Когда она закрыла глаза, ей вдруг почудилось, что если сейчас, в эту секунду, она сделает шаг вперёд, то сможет оказаться где—то в другом месте. В другом времени. В той самой жизни, которую она, возможно, упустила.

Но это было только ощущение. Только игра воображения.

Лия поднялась по ступеням, достала ключи из сумки и плавно повернула их в замке. Щёлкнул механизм, и дверь мягко подалась вперёд, открывая ей дорогу в уютный, наполненный привычной тишиной мир. Внутри было темно: только на кухне слабо мигала синяя точка индикатора на панели кофемашины.

Она вошла, на автомате сняла туфли и оставила их у порога, привычным жестом поставив сумку на полку в прихожей. Квартира встретила её тем же самым неизменным порядком вещей. Большая гостиная с книжными полками, увесистые тома, аккуратно выстроенные в ряды, кожаное кресло с пледом, где она любила сидеть, чашка с недопитым чаем, оставленная утром на журнальном столике. В воздухе всё ещё ощущался слабый аромат жасмина, напоминавший о том, что день начинался совсем по—другому – легко, спокойно, без этого странного чувства, поселившегося в её груди теперь.

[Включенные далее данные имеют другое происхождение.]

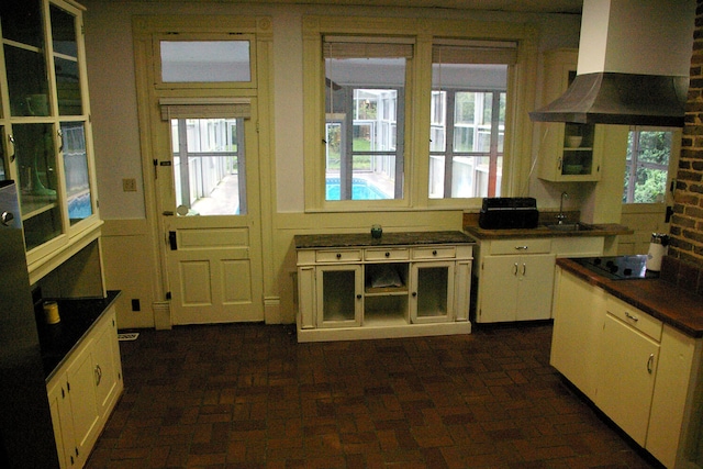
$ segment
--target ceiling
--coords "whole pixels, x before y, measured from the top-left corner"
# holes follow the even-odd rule
[[[176,0],[141,0],[176,1]],[[583,0],[197,0],[233,3],[337,4],[389,8],[439,8],[458,10],[514,11],[581,14]]]

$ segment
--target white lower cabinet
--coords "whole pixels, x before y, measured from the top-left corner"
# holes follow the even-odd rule
[[[641,314],[632,313],[631,321],[644,321]],[[638,331],[636,324],[627,324],[609,312],[601,353],[595,405],[638,445],[645,446],[659,342]]]
[[[469,333],[472,244],[298,250],[298,339]]]
[[[703,339],[557,267],[550,364],[667,468],[703,468]]]
[[[589,399],[595,399],[605,292],[557,267],[549,362]]]
[[[481,239],[475,269],[477,323],[551,317],[557,257],[599,256],[603,237]]]
[[[47,383],[62,468],[81,468],[124,386],[114,306]]]

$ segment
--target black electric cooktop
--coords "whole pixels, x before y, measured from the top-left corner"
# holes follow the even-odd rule
[[[647,255],[583,257],[572,259],[611,280],[655,279],[659,272],[647,270]]]

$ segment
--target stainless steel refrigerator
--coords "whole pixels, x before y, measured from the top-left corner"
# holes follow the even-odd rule
[[[9,180],[0,180],[0,467],[59,467],[16,186]]]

Она прошла в спальню, на ходу расстёгивая браслет на запястье. Пальцы двигались медленно, немного устало, но это была не та усталость, которая приносит удовлетворение после хорошо прожитого дня. Скорее, ощущение пустоты, которое только усиливалось с каждой секундой.

Туфли оставались в прихожей, а вот украшения и платье она предпочитала снимать здесь, в спальне, не торопясь, давая телу возможность освободиться от всего лишнего. Разделась до белья, скинула на кровать лёгкий кашемировый кардиган, который прихватила утром, а затем расстегнула молнию на платье и позволила ему мягко сползти вниз, оставшись в одном нижнем белье.

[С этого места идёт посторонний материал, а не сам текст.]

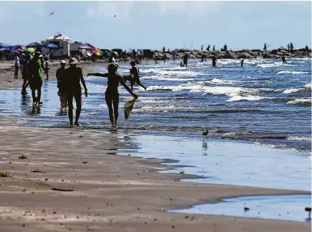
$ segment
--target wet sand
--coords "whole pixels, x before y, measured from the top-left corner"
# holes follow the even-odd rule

На мгновение остановилась перед зеркалом, машинально провела рукой по ключицам, задержала взгляд на своём отражении. Изящные линии плеч, лёгкая тень на скулах, усталость, залёгшая в уголках глаз. Женщина. Уверенная, сильная, успешная, но сегодня в её взгляде читалось что—то совсем другое.

Она не стала разбираться в своих мыслях, только вздохнула и отвернулась. Движением плеча скинула с себя бельё и направилась в ванную.

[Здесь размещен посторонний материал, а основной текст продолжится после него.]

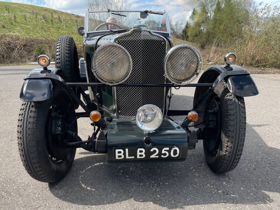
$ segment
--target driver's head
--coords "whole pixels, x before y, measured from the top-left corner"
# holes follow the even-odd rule
[[[106,22],[114,22],[117,24],[118,24],[118,20],[114,17],[109,17],[106,21]],[[113,25],[108,25],[108,26],[109,27],[109,30],[117,30],[119,29],[118,27]]]

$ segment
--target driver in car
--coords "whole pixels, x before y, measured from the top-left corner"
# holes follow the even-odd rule
[[[118,22],[115,18],[114,17],[109,17],[106,21],[106,22],[113,22],[118,24]],[[113,25],[108,25],[108,27],[109,27],[109,30],[118,30],[119,29],[118,27]]]

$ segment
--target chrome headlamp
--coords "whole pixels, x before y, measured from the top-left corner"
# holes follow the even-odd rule
[[[162,113],[160,108],[151,104],[144,105],[138,110],[135,117],[136,124],[145,131],[153,131],[162,122]]]
[[[128,52],[121,46],[105,44],[94,52],[92,67],[94,75],[101,82],[107,85],[117,85],[129,76],[132,60]]]
[[[228,53],[225,56],[225,61],[228,65],[232,64],[236,60],[236,56],[232,52]]]
[[[190,82],[202,69],[202,56],[195,48],[181,44],[167,52],[164,61],[165,75],[171,82],[179,85]]]

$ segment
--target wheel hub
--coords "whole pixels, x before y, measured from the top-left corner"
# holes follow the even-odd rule
[[[64,108],[63,110],[61,105],[56,106],[51,109],[48,122],[48,133],[46,140],[50,155],[57,160],[66,158],[71,149],[64,146],[62,141],[65,138],[64,127],[65,116],[68,113]]]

Открыв кран, она смотрела, как горячая вода набирается в белоснежную чашу, как поднимается лёгкий пар, как свет ламп делает капли на краях фарфоровой поверхности похожими на мерцающие кристаллы. Это было одним из немногих её личных ритуалов – принять ванну перед сном, смыть с себя весь день, все мысли, шум, вопросы.

Она добавила в воду несколько капель масла лаванды, провела пальцами по глади воды, разгоняя пену. Сняла заколку, заставив волосы рассыпаться по плечам, мягкими волнами падая на спину. Ещё мгновение постояла так, прислушиваясь к себе, к тишине вокруг, к тому, как приятно теплеет воздух в комнате.

Погрузилась в воду медленно, будто пытаясь продлить этот момент. Тепло окутало её, расслабило мышцы, позволило голове чуть откинуться назад. Закрыв глаза, она на несколько секунд замерла, ощущая, как напряжение покидает тело.

Эта тишина была особенной. Не пустой, а глубокой, почти материальной, как будто именно в такие моменты она могла быть честной сама с собой. Здесь, в воде, в тёплом, слегка душном пространстве ванной комнаты, не нужно было никого убеждать в своей уверенности, не нужно было соответствовать чужим ожиданиям.

Она думала о том, как легко запутаться в жизни, когда кажется, что всё идёт по плану. Как можно добиться всего, о чём мечтала, и при этом однажды обнаружить, что тебе этого недостаточно. Или, что ещё сложнее принять, что ты уже не уверена, к чему шла все эти годы.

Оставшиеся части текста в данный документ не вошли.